6 variants/binding site, P = NS by t-test), even though the vaccine elicited significantly lower magnitude of V4 binding (1955 vs. 10,468 MFI, P = 0.0031 by t-test). In addition, the depth of V2 binding among vaccinated guinea pigs could not be predicted by magnitude alone. For example, while HIV-1-infected humans and HIV-1-vaccinated
guinea pigs had the same magnitude of V2-specific responses (5998 vs. 7770 MFI, P = NS by t-test), the vaccinated guinea pigs had significantly greater depth of V2-specific binding (7 vs. 20 variants/binding site, P = 0.0161 by t-test).

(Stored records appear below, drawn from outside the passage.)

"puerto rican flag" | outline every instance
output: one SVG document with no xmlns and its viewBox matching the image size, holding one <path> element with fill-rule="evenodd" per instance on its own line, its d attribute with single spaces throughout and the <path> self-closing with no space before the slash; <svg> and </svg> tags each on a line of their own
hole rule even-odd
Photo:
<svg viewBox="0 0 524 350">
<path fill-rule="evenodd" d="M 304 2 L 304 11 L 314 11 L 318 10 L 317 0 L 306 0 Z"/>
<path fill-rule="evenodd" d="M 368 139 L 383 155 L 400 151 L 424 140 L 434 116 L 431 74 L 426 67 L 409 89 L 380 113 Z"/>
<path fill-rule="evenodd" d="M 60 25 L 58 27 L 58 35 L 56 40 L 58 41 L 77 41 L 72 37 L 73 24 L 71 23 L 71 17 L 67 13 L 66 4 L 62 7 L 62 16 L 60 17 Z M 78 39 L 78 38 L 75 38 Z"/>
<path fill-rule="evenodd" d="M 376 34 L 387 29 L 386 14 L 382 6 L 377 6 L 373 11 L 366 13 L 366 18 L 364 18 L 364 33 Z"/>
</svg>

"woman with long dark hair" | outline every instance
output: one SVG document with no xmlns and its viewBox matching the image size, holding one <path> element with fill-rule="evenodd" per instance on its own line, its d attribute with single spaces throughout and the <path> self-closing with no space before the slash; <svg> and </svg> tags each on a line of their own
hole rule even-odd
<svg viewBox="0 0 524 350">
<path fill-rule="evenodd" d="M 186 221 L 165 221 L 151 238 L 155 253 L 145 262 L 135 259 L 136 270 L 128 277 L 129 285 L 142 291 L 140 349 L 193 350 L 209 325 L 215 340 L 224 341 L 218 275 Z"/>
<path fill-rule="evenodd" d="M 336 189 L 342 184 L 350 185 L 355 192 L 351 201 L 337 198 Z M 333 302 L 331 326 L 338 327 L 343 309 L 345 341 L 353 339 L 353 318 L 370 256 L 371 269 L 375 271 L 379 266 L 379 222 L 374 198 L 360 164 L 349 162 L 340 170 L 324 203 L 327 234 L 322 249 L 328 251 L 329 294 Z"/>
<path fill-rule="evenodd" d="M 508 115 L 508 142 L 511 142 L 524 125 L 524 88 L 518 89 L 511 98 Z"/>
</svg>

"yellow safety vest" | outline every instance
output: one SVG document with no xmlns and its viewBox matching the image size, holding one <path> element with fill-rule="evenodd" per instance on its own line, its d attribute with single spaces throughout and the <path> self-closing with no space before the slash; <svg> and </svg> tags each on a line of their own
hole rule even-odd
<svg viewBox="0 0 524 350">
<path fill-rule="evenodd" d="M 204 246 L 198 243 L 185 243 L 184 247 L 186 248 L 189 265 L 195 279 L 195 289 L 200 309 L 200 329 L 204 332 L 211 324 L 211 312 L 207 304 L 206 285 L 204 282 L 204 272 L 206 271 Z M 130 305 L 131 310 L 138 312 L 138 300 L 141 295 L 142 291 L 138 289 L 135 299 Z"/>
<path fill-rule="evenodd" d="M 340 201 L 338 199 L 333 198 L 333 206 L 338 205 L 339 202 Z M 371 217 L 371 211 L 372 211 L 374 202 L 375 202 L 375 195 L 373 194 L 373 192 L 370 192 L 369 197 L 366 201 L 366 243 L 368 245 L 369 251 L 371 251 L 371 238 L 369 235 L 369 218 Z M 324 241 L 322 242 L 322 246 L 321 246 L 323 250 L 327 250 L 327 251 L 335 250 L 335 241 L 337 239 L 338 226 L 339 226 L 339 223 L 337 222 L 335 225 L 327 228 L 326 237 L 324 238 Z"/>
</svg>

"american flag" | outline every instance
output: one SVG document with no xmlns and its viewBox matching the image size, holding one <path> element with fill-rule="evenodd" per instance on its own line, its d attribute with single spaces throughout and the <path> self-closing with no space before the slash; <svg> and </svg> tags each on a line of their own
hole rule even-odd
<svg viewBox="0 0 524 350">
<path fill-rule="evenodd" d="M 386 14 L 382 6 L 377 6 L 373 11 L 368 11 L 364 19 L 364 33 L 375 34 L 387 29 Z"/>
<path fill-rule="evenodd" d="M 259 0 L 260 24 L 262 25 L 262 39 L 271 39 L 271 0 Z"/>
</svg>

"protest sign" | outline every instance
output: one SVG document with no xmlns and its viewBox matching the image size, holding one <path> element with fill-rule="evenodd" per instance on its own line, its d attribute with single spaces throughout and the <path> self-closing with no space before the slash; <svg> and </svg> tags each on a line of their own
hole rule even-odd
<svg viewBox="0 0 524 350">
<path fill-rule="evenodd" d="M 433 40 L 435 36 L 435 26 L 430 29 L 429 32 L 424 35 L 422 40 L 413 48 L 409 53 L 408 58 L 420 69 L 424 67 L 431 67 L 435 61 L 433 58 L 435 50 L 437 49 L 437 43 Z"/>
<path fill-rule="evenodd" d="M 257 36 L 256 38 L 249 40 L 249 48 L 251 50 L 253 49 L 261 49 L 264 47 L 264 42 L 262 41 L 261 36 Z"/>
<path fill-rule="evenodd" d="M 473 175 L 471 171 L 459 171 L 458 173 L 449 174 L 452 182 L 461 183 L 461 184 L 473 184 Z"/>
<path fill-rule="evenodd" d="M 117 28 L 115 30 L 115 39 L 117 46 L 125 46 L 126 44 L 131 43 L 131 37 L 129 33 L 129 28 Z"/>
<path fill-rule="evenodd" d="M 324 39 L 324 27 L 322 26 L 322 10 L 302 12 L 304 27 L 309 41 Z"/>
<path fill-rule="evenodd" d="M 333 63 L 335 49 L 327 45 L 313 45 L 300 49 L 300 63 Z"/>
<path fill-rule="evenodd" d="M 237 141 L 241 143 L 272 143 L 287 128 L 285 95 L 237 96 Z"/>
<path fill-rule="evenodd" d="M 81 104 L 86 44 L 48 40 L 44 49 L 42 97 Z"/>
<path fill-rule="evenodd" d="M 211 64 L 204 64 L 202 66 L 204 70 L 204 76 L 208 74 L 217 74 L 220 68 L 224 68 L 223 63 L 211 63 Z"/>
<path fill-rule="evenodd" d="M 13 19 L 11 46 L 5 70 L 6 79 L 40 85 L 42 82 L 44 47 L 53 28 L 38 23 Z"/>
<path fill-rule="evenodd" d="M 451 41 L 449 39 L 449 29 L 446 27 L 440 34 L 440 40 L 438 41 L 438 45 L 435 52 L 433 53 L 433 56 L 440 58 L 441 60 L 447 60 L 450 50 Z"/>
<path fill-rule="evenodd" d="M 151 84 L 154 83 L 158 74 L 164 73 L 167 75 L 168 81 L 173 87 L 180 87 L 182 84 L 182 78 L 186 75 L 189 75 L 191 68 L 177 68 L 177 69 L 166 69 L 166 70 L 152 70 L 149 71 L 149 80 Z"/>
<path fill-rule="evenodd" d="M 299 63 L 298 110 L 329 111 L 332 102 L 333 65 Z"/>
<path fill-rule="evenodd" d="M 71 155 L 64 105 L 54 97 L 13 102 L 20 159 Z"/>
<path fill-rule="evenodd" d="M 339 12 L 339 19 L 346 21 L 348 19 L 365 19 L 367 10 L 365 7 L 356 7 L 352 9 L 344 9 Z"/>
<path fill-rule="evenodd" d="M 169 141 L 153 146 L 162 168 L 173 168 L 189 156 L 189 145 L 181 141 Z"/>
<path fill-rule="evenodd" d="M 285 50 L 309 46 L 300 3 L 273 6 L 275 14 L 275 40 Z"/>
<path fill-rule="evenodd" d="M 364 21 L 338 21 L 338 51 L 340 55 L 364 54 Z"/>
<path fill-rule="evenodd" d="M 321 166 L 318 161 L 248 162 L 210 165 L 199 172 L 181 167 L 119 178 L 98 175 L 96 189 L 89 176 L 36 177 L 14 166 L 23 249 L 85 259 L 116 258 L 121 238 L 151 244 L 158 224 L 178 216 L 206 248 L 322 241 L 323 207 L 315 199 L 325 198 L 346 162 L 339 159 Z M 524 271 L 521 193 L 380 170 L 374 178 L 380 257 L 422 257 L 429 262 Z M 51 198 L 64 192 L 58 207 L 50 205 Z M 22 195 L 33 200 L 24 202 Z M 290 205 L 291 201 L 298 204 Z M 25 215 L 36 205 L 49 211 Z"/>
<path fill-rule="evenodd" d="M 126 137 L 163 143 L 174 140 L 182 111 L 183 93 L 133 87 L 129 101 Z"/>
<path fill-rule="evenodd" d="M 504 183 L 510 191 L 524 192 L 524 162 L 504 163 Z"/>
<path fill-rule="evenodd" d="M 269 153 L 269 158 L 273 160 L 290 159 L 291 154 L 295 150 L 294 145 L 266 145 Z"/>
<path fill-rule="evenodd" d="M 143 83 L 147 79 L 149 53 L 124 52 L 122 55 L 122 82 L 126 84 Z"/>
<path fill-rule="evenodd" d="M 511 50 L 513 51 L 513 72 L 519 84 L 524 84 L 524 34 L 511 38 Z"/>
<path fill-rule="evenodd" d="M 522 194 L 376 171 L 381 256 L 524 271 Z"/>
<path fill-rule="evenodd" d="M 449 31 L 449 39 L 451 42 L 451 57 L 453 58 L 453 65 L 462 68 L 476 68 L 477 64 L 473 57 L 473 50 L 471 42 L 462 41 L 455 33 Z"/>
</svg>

Despite substantial differences in the human and guinea pig studies, this example demonstrates how the microarray can discriminate between magnitude and depth of selleck antibody responses. This information may be highly relevant
to HIV-1 vaccine researchers who aim to design a global HIV-1 vaccine capable of blocking acquisition of diverse HIV-1 strains. We also calculated the relative clade- or CRF-specific binding present for the three most frequent clades (A, B, and C). Fig. 7 demonstrates the percent of each clade- or CRF-specific peptide set that was positive for the four groups within the variable regions V1V2 and V3. In Fig. 7A, we can see that among vaccinated monkeys and guinea pigs, V1V2-specific responses were increased compared to the other cohorts, CAL-101 cell line and that binding to clades A and C V1V2 peptides predominated, whereas clade B-specific binding was relatively low. This finding likely reflects the fact that both monkeys and guinea Methisazone pigs received clade C Env immunogens. In contrast, in Fig. 7B, we can see that among HIV-1-infected subjects, who had increased
V3-specific responses, binding to clade B peptides predominated. This finding presumably reflects the fact that these subjects were from North America and were infected with clade B HIV-1. These data suggest that the microarray may not only be useful for measuring cross-clade immune responses following vaccination, but also may have an application in serotyping HIV-1-infected subjects. Further studies with larger numbers of HIV-1-infected subjects from different regions could test this hypothesis. Finally, we also designed the microarray to assess HIV-1-specific binding across the HIV-1 proteome. In Fig. 8A, we demonstrate the magnitude, breadth, and depth of HIV-1-specific binding to gp120, gp41, Gag, Nef, Pol, Rev, Tat, and Vif proteins among 5 HIV-1-infected human subjects. We observed that gp41 (which includes regions from the cytoplasmic tail) has the highest binding magnitude, followed by Gag. Fig. 8B shows the antibody binding pattern for Gag among 5 HIV-1-infected subjects; peak values are noted within the p17 region, with very little Gag-specific binding among naïve controls (Fig. 8C). Antibody binding to non-Env proteins may be relevant to evaluate vaccine potency and for certain non-neutralizing antibodies (Lewis, 2014).